I agree M-1 Garand is one of my favorites just because of my time with them.

I was Air Force Honor Guard at my first base for a year. I would have done it longer but the base had limits and my unit was short handed in my career field. Still waiting for that time that I find a good M-1 Garand, with a history to it, at a time I can fit it into my budget.


----------



## MrsNemoHunter (Nov 22, 2012)

Ravensoracle said:


> I agree M-1 Garand is one of my favorites just because of my time with them.
> 
> I was Air Force Honor Guard at my first base for a year. I would have done it longer but the base had limits and my unit was short handed in my career field. Still waiting for that time that I find a good M-1 Garand, with a history to it, at a time I can fit it into my budget.

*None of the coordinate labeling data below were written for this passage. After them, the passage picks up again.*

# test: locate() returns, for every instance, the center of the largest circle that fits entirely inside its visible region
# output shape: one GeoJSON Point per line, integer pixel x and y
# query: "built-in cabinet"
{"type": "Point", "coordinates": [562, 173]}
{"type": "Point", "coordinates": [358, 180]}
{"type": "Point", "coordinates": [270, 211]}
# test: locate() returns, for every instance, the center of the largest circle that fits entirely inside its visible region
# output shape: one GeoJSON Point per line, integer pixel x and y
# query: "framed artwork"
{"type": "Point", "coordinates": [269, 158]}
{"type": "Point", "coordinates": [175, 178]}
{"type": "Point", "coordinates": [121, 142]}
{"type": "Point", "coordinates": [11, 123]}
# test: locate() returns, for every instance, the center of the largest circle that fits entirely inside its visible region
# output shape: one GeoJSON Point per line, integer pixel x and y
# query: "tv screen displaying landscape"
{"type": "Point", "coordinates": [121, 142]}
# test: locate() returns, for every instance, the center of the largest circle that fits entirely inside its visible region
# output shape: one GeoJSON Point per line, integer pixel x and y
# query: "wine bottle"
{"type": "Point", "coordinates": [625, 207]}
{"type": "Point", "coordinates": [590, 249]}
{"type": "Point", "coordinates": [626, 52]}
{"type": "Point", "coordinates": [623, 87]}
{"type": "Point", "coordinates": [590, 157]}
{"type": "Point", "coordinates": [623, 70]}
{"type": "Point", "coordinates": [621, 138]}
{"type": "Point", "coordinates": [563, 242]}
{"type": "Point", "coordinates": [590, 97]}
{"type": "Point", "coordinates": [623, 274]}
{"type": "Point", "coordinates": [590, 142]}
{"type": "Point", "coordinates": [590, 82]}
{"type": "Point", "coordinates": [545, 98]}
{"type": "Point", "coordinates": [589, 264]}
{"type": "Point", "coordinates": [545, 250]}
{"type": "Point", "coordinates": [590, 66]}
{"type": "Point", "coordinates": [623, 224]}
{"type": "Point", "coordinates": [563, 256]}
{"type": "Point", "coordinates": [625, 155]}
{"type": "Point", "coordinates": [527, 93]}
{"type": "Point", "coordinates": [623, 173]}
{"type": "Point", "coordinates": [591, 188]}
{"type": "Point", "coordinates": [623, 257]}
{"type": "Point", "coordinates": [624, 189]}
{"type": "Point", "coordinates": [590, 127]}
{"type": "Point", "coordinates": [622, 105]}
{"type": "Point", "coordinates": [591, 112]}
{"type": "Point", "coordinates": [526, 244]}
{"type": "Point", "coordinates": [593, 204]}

If you go to an Appleseed you can get a certificate so you can buy from CMP. They start at $500 and go up. They also have ammo cheap. Also you can check Missouri Firearms. He gets them in from time to time.


----------



## Glock4myEMT (Dec 15, 2012)

Well, people like to see their guns all on the list but i think popular mech. should have stated innovations in firearms world ( during there time) would have been more real. Colt 1911 - AK both are still the man! Guns and Ammo did a list too and Glock was on their list too! Great weapon. Real world, you cant compare a handgun to a rifle.


----------



## BullDozer (Jan 1, 2013)

In my opinion, the most important/innovative gun in history was the bolt action rifle, led to semi automatic weapons which led to sub machine guns and assault rifles and so forth.


----------



## Sentry18 (Aug 5, 2012)

There are no "assault" rifles. Only rifles.


----------



## BullDozer (Jan 1, 2013)

Sentry18 said:


> There are no "assault" rifles. Only rifles.


True... Excuse me. Watching to much media I suppose. But you know what I mean. "the fully automatic rifle"


----------